Con il nuovo decreto europeo salva infrazioni, sono state riviste delle regole sul jobs act. Le modifiche sono state apportate sui contratti di lavoro a termine (sia riguardanti il settore pubblico sia quello privato).
I cambiamenti riguardano – come accennato – sia il settore privato che quello pubblico. Grazie ad una rivisitazione dell’articolo 28 del comma 2 e comma 3, del decreto numero 81/2015, sono stati introdotti – giusto per fare un esempio – i risarcimenti “illimitati“.
Modifiche al jobs act, cosa cambia?
Il primo cambiamento sul jobs act riguarda i risarcimenti illimitati (almeno potenzialmente). Nel caso in cui i datori di lavoro abusassero dei contratti a termine allora il dipendente potrà richiedere un rimborso sui danni subiti (prima corrispondeva a massimo 12 mensilità di stipendio, ora non ci sono limiti).
Interventi severi anche sui contratti del settore pubblico, dove la riscrittura dell’articolo 36 del Decreto Legislativo 165/2001, ha permesso al lavoratore di poter denunciare l’abuso su un contratto a tempo determinato.
Il Legislatore può infliggere una pena che va da un minimo di quattro a massimo dodici mensilità dell’ultimo stipendio. Il fattore che incide maggiormente è la gravità della violazione contestata.
Le conseguenze
Una normativa simile e a favore dei contratti di lavoro flessibili, era stata già attivata nel lontano 2015, dove però erano sorti dei problemi importanti: pochi indennizzi e inadeguati rispetto al danno subito, e un lungo iter processuale.
Questi problemi erano stati risolti con il jobs act, che però a fronte di alcune rivisitazioni ha subito dei cambiamenti significativi. Una delle penalizzazioni subite ad esempio, è stata la pronuncia della Corte Costituzionale che smantellato parte delle garanzie a tutela dei dipendenti (con l’introduzione del licenziamento per giustificato motivo oggettivo).
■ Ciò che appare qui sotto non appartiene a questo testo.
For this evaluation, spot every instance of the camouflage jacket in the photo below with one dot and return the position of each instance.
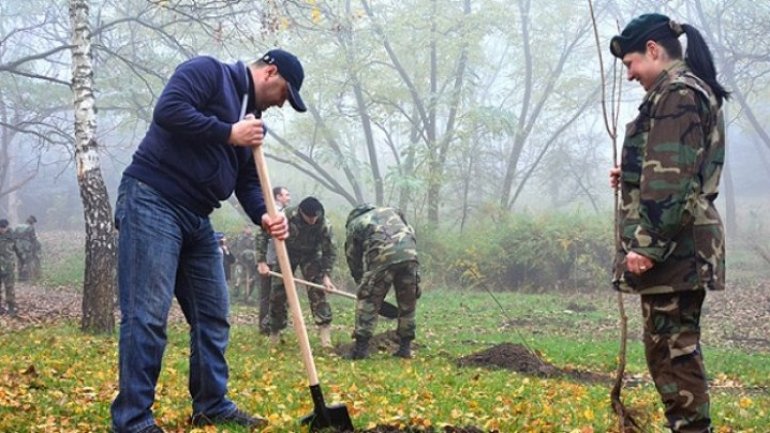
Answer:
(241, 243)
(8, 250)
(378, 238)
(26, 240)
(305, 243)
(671, 163)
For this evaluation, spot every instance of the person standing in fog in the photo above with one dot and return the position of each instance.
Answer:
(196, 153)
(671, 246)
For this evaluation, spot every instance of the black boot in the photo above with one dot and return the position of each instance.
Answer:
(404, 349)
(360, 351)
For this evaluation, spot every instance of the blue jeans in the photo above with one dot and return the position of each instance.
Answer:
(165, 250)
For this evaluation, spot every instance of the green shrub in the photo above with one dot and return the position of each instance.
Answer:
(524, 252)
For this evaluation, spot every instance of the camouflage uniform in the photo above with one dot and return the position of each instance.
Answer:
(8, 251)
(29, 252)
(671, 163)
(381, 249)
(311, 248)
(244, 270)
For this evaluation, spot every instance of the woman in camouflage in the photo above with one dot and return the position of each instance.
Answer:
(671, 243)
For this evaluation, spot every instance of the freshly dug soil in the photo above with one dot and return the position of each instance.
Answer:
(518, 358)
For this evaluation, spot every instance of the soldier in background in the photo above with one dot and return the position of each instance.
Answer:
(227, 257)
(671, 247)
(29, 250)
(381, 250)
(8, 251)
(267, 262)
(311, 248)
(242, 277)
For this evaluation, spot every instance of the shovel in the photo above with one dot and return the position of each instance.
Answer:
(322, 417)
(386, 309)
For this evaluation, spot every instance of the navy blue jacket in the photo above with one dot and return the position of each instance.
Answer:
(185, 155)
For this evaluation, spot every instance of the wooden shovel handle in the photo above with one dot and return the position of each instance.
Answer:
(317, 286)
(283, 263)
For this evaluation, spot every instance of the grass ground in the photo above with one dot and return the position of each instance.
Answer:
(55, 379)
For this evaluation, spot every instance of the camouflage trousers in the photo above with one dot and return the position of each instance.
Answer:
(265, 286)
(371, 294)
(245, 280)
(7, 281)
(322, 312)
(674, 358)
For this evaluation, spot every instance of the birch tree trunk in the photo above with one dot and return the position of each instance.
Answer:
(99, 279)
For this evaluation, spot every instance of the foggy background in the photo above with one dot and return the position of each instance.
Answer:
(457, 111)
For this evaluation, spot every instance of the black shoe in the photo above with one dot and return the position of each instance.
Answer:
(151, 429)
(237, 417)
(404, 350)
(360, 350)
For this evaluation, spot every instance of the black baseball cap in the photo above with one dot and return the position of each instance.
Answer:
(291, 70)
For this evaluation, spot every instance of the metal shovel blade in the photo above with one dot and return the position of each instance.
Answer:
(323, 417)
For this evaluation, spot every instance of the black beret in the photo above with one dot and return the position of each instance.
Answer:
(647, 27)
(311, 207)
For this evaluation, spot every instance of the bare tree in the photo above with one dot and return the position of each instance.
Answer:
(99, 282)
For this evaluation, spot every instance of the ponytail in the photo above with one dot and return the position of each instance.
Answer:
(700, 61)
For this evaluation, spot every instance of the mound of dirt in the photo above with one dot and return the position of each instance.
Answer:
(519, 358)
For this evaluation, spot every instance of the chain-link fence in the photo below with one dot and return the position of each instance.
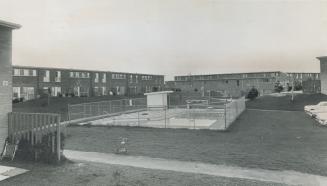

Tuttavia la normativa sui contratti a termine – con le attuali variazioni al jobs act – prevede che il lavoratore può essere assunto a tempo determinato per un periodo massimo di dodici mesi, e soltanto in casi eccezionali si può prorogare a 24 mesi.
Ogni caso di proroga eccezionale dev’essere valutata in modo soggettivo, e può includere ad esempio l’assenza di una normativa di un contratto collettivo per quel settore o la nascita di esigenze indispensabili che costringono l’azienda a sostituire il lavoratore.